Ce projet permettra à de nouveaux viticulteurs et agriculteurs d'irriguer et sécurisera ceux qui irriguent déjà. Actuellement, ces derniers puisent l'eau dans des rivières et des nappes que les autorités veulent protéger. Bientôt, ils n'en auront plus le droit. En 2017, la chambre d'agriculture va réaliser un inventaire précis des besoins.
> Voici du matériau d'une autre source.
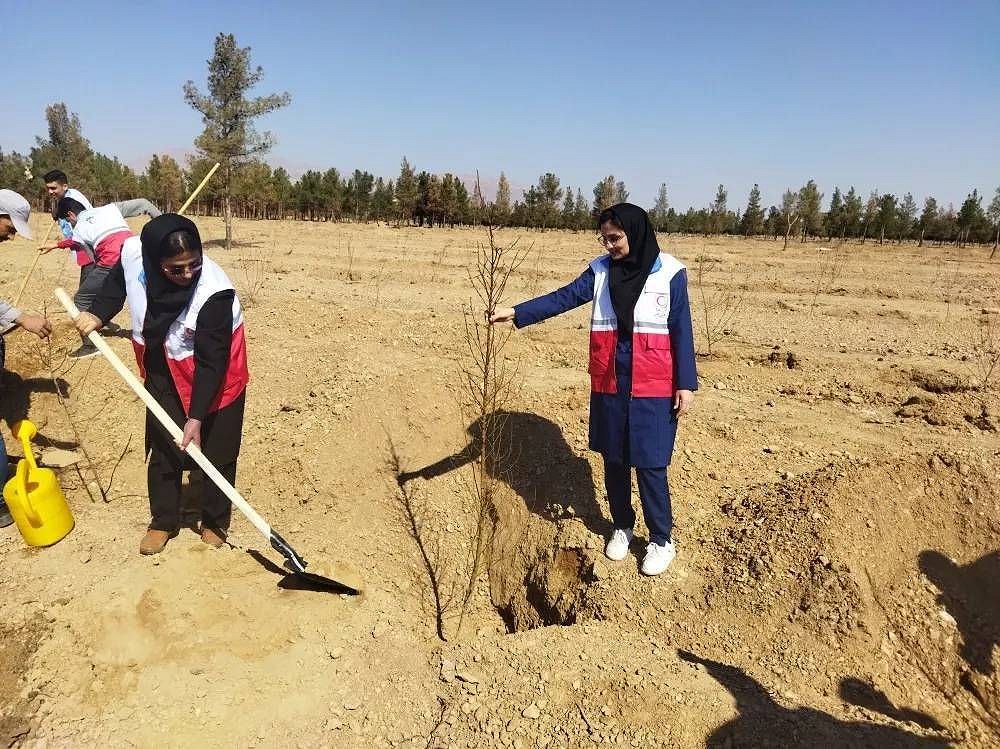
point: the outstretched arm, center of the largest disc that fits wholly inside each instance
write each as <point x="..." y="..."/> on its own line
<point x="682" y="344"/>
<point x="468" y="454"/>
<point x="569" y="297"/>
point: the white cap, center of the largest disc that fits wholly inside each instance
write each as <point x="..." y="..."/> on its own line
<point x="13" y="205"/>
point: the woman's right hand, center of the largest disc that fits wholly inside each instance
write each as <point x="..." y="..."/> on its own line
<point x="500" y="314"/>
<point x="87" y="323"/>
<point x="36" y="324"/>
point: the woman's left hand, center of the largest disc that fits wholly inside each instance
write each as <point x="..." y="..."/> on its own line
<point x="192" y="433"/>
<point x="683" y="401"/>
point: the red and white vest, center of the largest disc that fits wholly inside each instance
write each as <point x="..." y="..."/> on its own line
<point x="179" y="344"/>
<point x="652" y="360"/>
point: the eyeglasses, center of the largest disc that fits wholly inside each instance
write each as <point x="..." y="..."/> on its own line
<point x="179" y="270"/>
<point x="610" y="241"/>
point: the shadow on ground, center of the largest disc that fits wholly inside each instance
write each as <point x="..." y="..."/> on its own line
<point x="541" y="468"/>
<point x="971" y="594"/>
<point x="762" y="722"/>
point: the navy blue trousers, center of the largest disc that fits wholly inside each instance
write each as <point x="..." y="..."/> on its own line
<point x="653" y="492"/>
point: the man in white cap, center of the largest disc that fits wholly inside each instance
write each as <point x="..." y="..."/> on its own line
<point x="14" y="212"/>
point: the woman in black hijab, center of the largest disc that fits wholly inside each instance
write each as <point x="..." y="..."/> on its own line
<point x="642" y="369"/>
<point x="187" y="331"/>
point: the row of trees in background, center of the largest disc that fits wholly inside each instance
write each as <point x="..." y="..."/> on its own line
<point x="258" y="191"/>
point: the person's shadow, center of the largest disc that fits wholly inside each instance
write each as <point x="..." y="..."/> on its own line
<point x="971" y="594"/>
<point x="537" y="463"/>
<point x="15" y="401"/>
<point x="762" y="722"/>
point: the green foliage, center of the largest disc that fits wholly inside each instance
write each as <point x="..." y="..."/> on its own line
<point x="809" y="210"/>
<point x="502" y="206"/>
<point x="659" y="213"/>
<point x="228" y="115"/>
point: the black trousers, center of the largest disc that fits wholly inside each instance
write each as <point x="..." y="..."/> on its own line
<point x="220" y="442"/>
<point x="164" y="482"/>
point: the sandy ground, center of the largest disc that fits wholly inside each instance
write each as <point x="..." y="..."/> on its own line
<point x="834" y="490"/>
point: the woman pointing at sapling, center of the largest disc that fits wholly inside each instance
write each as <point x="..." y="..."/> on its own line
<point x="642" y="370"/>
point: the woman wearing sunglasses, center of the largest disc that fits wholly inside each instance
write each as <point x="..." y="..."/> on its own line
<point x="188" y="335"/>
<point x="642" y="370"/>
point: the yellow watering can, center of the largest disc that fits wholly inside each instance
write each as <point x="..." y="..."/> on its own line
<point x="34" y="496"/>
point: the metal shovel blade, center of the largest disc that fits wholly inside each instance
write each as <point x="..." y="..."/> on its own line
<point x="298" y="567"/>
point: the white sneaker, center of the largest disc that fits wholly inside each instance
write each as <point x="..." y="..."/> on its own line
<point x="617" y="548"/>
<point x="658" y="558"/>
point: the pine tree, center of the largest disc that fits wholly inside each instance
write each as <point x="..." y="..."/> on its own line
<point x="433" y="200"/>
<point x="852" y="214"/>
<point x="281" y="190"/>
<point x="753" y="219"/>
<point x="502" y="206"/>
<point x="332" y="194"/>
<point x="309" y="194"/>
<point x="789" y="213"/>
<point x="549" y="194"/>
<point x="772" y="224"/>
<point x="835" y="216"/>
<point x="870" y="214"/>
<point x="717" y="214"/>
<point x="407" y="192"/>
<point x="905" y="214"/>
<point x="16" y="173"/>
<point x="568" y="215"/>
<point x="809" y="209"/>
<point x="581" y="211"/>
<point x="886" y="216"/>
<point x="970" y="217"/>
<point x="358" y="191"/>
<point x="604" y="194"/>
<point x="65" y="149"/>
<point x="165" y="182"/>
<point x="621" y="194"/>
<point x="463" y="208"/>
<point x="659" y="212"/>
<point x="449" y="200"/>
<point x="993" y="212"/>
<point x="928" y="219"/>
<point x="229" y="136"/>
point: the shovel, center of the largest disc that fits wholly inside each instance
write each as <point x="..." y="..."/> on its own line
<point x="295" y="563"/>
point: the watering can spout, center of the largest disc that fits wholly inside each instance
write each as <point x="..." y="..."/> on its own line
<point x="34" y="497"/>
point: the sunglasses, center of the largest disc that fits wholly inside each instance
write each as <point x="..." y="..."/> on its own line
<point x="610" y="241"/>
<point x="179" y="270"/>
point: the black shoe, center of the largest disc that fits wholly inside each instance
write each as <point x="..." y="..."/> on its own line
<point x="85" y="351"/>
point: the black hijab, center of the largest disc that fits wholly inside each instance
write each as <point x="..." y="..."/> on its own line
<point x="629" y="274"/>
<point x="165" y="300"/>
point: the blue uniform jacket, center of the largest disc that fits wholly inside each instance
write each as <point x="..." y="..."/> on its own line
<point x="633" y="431"/>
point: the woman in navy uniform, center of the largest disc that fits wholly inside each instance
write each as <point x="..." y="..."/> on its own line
<point x="642" y="370"/>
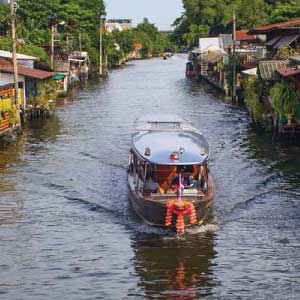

Il restera ensuite à déterminer la meilleure structure pour mener le projet, et à trouver 180 millions d'euros pour le financer.
Le Point de vue de
ALEXANDRE BOUDET, 30 HA DE VIGNES À SAINT-PARGOIRE ET À PLAISSAN (HÉRAULT)
« J'ai gagné 35 hl/ha dans une parcelle de caladoc »
« Depuis deux ans, je peux irriguer 6 ha avec le réseau de l'ASA de Plaissan. Il a fallu six ans pour faire aboutir ce projet collectif de 110 ha. L'Union européenne ayant autorisé le financement de l'irrigation, nous avons bénéficié de 80 % de subventions. Je rembourse les 20 % restants au travers d'un abonnement de 310 €/ha/an à l'ASA. J'ai aussi dû payer 2 300 €/ha pour équiper les vignes en goutte à goutte. Cette année, j'ai pu en mesurer l'intérêt dans les petites terres. Le stress hydrique excessif a ralenti la maturation. Dans une syrah irriguée, j'ai vendangé début septembre des raisins à 13,5 °. Dans une parcelle non irriguée, j'ai dû attendre le 24 septembre pour atteindre 12,5°, le minimum pour un classement en IGP. Avec l'irrigation, j'ai remonté le rendement de 48 à 80 hl/ha dans une vigne de caladoc. Ce gain de 35 hl/ha rémunérés à 60 €/hl couvre les frais d'irrigation, de 820 €/ha, et augmente la marge de 1 280 €/ha. J'ai aussi 2 ha irrigués par d'autres réseaux. Après avoir replanté et équipé mes parcelles irrigables, j'arroserai 8 ha, soit près d'un tiers de ma surface. Je devrais ainsi régulariser mes rendements et améliorer mon revenu. »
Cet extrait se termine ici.